The joy of saving and investing for long periods of time is most exciting because of the concept of compound interest. And I'm not the first to think so. Even Benjamin Franklin was keen on compound interest!

Definition. According to InvestorWords.com, compound interest is interest which is calculation not only on the initial principal but also the accumulated interest of prior periods. For example, you initially invest $100, and earn 10% per year in interest. The interest in the first year is $10. In the second year, you actually have $110 invested, which again earns 10%. The interest for the second year is $11. This is a very simple example. Most investments do not currently pay 10% interest, nor do they only pay you once per year.
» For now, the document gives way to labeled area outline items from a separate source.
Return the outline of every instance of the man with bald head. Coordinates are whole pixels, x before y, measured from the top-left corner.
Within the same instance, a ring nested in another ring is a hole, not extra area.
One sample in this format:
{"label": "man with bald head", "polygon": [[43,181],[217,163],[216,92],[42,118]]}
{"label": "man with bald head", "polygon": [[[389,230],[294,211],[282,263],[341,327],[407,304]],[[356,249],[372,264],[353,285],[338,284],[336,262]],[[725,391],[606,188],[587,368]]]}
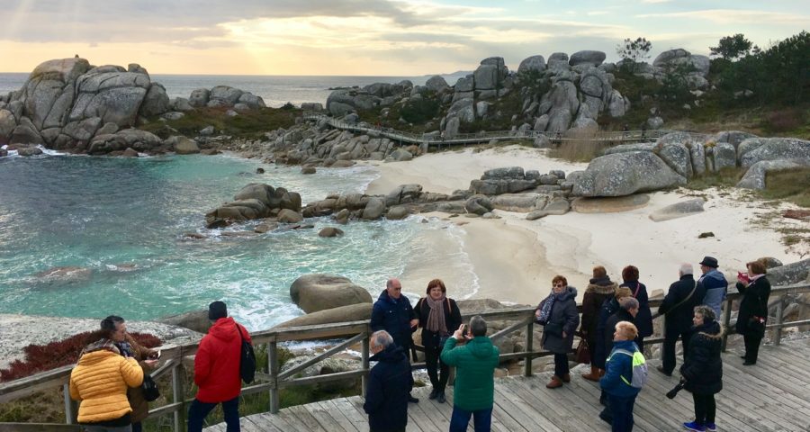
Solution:
{"label": "man with bald head", "polygon": [[[402,295],[402,284],[399,279],[391,278],[385,283],[385,291],[380,293],[372,310],[371,330],[385,330],[393,338],[394,344],[401,347],[406,356],[413,341],[410,334],[416,329],[418,320],[410,306],[408,297]],[[410,401],[418,400],[410,397]]]}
Calculator. I found a really good compound interest calculator that allows you to put in your specific particulars, including initial investment, additional investments, length of investment and interest rate. The calculator shows you the results as a final dollar figure, a graph, and a list of each years investments, interest and final value accumulated. When you use the calculator, I would highly suggest using the monthly compounding option as it is the most common. Of course, try all the different options to see the major difference in the frequency of compounding.

The opposite is true. This same interest calculation is done for money you borrow as well. You are probably most familiar with it in terms of the interest you may pay on your credit cards. This is why you hear about the high numbers of years it can take to pay off credit card balances. Those really high interest rates just keep adding to the balance and often your next payment doesn't even cover all of the interest you were just charged. It is a never ending cycle and very hard to get ahead.

Earn. My preference is to earn interest on our money, than to pay a dime of interest. We do pay interest on our mortgage, so I do know how it feels to pay for the luxury of borrowing. My advice is to pay as little interest as possible, so the money that you might be paying in interest can actually be saved. Saved to earn interest over time.

Currently, we only earn 0.90% interest on the money in our money market account. Do you have any money set aside now that you are earning interest on? What rate are you earning?